Confronted by rising costs and slowdown in major markets, leading BPO firms, Genpact is a case in point, were experimenting with work-from-home initiatives for employees in functional domains like finance, legal and HR.

"This could be the game-changer for India and the industry. It could make attrition problems history. However, the devil is in the details and we need to see the terms and conditions," said Quatrro BPO Solutions MD Raman Roy. Nasscom former president Kiran Karnik added: "The industry has been asking for this for long. It would allow those who are home-bound like differently-abled people and women to work in the BPO industry and earn, too."

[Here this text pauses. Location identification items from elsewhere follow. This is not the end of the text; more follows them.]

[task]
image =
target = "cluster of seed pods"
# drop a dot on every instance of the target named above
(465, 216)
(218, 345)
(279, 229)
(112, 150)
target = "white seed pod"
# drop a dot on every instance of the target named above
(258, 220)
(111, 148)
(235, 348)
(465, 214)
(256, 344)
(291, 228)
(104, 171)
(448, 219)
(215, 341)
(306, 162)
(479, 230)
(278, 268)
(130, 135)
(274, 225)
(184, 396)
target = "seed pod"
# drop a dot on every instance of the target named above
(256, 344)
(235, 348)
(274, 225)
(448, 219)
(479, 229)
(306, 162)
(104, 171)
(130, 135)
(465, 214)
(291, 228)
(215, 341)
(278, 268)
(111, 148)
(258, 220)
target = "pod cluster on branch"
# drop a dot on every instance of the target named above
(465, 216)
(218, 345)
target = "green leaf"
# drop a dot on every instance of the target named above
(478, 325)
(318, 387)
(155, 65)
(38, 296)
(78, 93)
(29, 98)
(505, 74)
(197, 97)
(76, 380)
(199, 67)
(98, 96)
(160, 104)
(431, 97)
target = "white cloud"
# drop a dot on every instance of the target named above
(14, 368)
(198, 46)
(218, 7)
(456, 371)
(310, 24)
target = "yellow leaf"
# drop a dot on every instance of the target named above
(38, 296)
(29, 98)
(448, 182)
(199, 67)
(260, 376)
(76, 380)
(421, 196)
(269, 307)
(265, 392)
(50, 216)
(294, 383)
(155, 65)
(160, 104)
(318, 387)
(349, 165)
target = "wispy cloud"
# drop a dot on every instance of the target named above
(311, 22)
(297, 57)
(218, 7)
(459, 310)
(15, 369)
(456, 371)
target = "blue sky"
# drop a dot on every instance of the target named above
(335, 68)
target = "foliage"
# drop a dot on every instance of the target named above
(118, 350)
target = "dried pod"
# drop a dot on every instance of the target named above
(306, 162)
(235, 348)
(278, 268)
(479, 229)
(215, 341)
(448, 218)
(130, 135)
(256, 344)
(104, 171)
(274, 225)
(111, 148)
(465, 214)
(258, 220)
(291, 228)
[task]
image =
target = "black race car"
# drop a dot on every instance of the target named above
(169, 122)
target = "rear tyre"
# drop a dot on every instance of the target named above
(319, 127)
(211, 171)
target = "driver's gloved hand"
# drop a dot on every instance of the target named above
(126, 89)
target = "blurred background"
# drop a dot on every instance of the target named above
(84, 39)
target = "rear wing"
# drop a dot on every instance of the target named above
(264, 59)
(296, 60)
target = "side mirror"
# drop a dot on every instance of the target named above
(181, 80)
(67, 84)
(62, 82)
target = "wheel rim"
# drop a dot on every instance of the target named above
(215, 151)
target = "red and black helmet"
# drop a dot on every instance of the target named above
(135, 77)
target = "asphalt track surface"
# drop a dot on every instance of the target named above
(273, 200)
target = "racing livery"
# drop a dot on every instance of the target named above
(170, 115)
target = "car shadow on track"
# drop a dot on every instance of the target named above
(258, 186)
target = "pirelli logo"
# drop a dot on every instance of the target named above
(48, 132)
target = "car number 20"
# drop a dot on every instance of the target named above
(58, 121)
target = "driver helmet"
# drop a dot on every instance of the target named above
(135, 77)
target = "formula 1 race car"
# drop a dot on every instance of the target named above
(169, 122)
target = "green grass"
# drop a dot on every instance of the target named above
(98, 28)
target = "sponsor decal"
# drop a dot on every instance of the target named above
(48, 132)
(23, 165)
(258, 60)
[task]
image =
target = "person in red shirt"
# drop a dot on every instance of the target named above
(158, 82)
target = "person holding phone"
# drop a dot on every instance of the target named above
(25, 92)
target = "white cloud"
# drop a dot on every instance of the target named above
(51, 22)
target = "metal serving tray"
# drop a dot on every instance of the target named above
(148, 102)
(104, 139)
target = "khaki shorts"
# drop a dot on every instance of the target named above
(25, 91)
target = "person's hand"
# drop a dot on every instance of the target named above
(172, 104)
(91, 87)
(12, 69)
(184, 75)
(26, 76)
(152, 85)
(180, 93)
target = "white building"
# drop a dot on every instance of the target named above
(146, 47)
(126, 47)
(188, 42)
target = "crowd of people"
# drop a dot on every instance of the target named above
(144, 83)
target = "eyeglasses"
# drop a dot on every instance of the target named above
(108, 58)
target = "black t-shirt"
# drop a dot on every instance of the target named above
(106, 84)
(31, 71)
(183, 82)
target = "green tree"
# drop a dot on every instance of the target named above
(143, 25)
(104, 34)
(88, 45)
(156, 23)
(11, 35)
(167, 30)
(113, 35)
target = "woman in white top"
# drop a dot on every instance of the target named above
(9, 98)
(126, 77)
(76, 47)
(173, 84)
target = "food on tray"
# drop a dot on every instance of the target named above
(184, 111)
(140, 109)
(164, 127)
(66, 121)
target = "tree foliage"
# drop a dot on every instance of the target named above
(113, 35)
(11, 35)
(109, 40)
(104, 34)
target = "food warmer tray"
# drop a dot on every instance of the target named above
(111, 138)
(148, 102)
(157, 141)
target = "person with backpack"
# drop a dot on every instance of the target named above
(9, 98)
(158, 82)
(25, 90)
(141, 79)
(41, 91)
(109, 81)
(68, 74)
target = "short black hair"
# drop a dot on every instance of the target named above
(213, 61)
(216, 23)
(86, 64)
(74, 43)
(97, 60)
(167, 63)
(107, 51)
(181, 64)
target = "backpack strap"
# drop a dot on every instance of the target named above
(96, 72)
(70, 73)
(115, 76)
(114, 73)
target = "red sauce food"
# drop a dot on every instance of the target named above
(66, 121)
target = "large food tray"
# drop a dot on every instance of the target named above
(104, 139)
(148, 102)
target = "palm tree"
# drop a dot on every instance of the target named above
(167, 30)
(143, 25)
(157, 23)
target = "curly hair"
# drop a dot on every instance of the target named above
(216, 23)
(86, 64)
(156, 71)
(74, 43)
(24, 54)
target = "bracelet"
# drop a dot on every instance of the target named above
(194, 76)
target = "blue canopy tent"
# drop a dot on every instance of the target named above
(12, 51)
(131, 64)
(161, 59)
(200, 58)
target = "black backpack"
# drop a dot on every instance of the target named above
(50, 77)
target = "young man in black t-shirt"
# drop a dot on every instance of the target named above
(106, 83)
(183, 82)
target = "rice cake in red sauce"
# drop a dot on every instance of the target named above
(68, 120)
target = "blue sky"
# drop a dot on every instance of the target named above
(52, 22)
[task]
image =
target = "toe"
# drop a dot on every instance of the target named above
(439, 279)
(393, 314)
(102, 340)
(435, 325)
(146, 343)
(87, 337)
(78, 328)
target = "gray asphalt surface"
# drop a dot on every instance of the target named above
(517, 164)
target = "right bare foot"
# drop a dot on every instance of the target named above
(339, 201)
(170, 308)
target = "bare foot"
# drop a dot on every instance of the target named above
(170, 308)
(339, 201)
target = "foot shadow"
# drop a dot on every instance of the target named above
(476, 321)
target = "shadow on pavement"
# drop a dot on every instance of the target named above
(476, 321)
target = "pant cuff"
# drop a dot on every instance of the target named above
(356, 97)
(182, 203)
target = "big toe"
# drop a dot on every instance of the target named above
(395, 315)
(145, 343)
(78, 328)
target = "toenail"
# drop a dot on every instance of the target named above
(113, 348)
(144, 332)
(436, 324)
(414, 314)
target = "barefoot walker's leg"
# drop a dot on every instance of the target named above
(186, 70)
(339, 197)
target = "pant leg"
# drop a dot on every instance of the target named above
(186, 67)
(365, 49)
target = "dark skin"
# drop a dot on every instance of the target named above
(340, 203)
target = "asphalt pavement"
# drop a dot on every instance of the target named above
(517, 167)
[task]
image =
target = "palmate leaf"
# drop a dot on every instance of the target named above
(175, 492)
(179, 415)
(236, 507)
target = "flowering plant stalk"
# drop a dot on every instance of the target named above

But BPO firms are already voicing security concerns which, they say, would not allow them to make full use of the concept. "Clients have a whole host of security concerns and access to information to employees is allowed in a tightly-controlled environment. Security concerns reduce the lure of work-from-home and it's no longer a viable option for us," said Firstsource Solutions chief technology officer Sanjiv Dalal. "We can provide the same data privacy controls at home electronically," countered Mr Bhasin.

Some BPO companies took the line that there was no clarity on interconnection between local and international telecom networks. Indian laws prohibit such interconnection. But in its absence, agents working from home won't be able to call an international customer using their domestic telecom network.

"Agents could call their companies and be routed to the international customer on a secure line. Similarly, inbound calls could be received at the company's office and then, directed to the agent sitting at home," suggested Business Process Industry Association of India chief Sam Chopra.

The telecom department has done away with the condition that OSPs only have outgoing landlines equal to 10% of the inbound landlines along with a security deposit of Rs 10 lakh. The bank guarantee has been reduced from Rs 2.5 crore to Rs 50 lakh and from Rs 5 crore to Rs 1 crore for sharing premises/equipment between international OSPs and domestic OSPs. OSPs, however, would be required to submit an annual return to the registering authority.